To indulge ourselves in the local cuisine, we recently ventured to one of the Okinawan restaurants, Okinawa Batake, in American Village, a popular shopping district on the island.

After being greeted by lively local music and the friendly smiles of the restaurant staff, we were ushered to a table where water ran beneath the floor. Choosing dishes from more than 80 varieties was a hard task. But help came from a list posted on the wall of "The top ten most frequently ordered dishes." Meekly, we followed the rule by the majority.

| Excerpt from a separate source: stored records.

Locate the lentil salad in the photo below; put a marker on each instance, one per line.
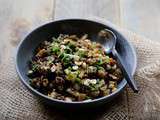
(73, 68)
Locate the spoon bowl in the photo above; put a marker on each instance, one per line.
(108, 39)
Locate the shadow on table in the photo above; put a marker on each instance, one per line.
(114, 109)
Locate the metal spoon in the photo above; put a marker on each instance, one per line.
(108, 39)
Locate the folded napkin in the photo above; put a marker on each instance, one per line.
(17, 103)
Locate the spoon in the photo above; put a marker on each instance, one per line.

We started with chopstick-split tender rafute, or glazed pork, number one on the list, followed by ashi tebichi, or pig’s feet; mimiga — sliced pig ears marinated in peanut butter; sea grapes; and tuna and avocado sushi rolls. We could have ordered grilled suchika, or thick cut of salt-preserved pork; peanut tofu; Okinawan spicy yakisoba; and taco rice. However, we found that each dish was so heavy that it filled us before we realized it.

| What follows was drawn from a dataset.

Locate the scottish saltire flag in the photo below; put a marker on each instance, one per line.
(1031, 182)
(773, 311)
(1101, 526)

I was surprised to find myself enjoying the deep-fried pig’s feet, seasoned with a nontraditional spicy flavor.

"I’ve been curious about the taste and wanted to try this for a long time," my dinner companion said with a glow in her eyes as her fingers delivered a piece from the plate to her mouth. I was, too. Crispy skin and meltingly soft collagen-rich meat created a taste that I have never experienced before.

Okinawa Batake was opened six years ago to pass on the traditional Okinawan food to future generations, said the restaurant’s head waiter, Yuta Tokeshi.

"We also try to create new dishes based on the tradition to serve the needs of our customers," he said.

I knew that I would come back to try the rest of the dishes so that I can boldly say that I have tried every part of a pig, like local people.

Oh, yes. The two parts that are not edible even to Okinawans — or so the joke goes — are nails and voice.

Know a restaurant or entertainment spot you’d like to see reviewed in After Hours? E-mail Karen Willenbrecht, Pacific After Hours editor, at

Okinawa Boatake

Location: Chatan, Okinawa

Hours: 6 p.m. to 2 a.m. Monday through Thursday, and Sunday; 6 p.m. to 4 a.m. Friday and Saturday

Prices: Most dishes between 500 yen and 900 yen. Average budget for one person is about 2,000 yen.

Specialties: Okinawan food and fresh seafood

English menu: Yes

Dress: Casual

Clientele: Mix of Japanese and Americans

Directions: Drive south from Kadena Air Base’s Gate 1. Turn right at the Hamagawa intersection and turn left at the first traffic signal. The restaurant is on your left within 30 seconds’ drive.